From the Isurus Archives: Entering new markets

Over the years Isurus has published various thought and opinions pieces on the challenges B2B marketers face. Every now and again we look to the past to see if what we said then still rings true today.

The recent recession is not the first time B2B technology vendors have faced challenges meeting their revenue expectations. In the post era many vendors considered expanding into new markets. Isurus published a white paper called “Water, water everywhere but is there a drop to drink? How to successfully enter new markets” which explored some of dimensions companies commonly overlooked as they evaluated new markets. The following are a few highlights.

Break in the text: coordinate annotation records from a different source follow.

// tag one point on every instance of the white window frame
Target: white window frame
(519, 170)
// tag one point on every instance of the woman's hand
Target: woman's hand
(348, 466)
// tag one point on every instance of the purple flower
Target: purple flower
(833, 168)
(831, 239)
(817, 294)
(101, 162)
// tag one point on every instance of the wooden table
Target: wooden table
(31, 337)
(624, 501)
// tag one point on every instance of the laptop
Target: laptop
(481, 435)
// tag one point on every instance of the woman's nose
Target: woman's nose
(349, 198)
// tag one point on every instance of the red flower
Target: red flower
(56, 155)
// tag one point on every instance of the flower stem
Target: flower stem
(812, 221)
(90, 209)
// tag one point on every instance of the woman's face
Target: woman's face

Faced with the need to increase revenue, technology vendors often view expanding the markets they serve as the best opportunity available. Unfortunately, when vendors enter new markets they sometimes overlook the importance of branding and market perceptions and the realities of the new marketplace. Successful market entry requires discipline, resources and a thorough understanding of the new segment. The first step is to understand:

1. The needs of the new segment: Technology vendors must keep in mind that just because a new segment’s processes are similar to existing segments, it does not mean the pains and urgency they feel are the same.
2. The barriers to overcome: A variety of barriers may exist; e.g. a lack of awareness, lack of credibility, lack of functionality, internal business processes.
3. Competitive positioning: When entering a new segment, technology vendors must understand how they compare to key competitors (positively and negatively) in areas that go beyond product comparison, e.g. perceived credibility, market leadership.
4. Implications for the sales force: Selling to new segments often requires new and different skills.

Once these dimensions are understood the next step is to apply the appropriate level of resources to address any disconnects that exist between strategic objectives and the realities of the marketplace, e.g. raise awareness, adjust functionality, change the sales structure or target.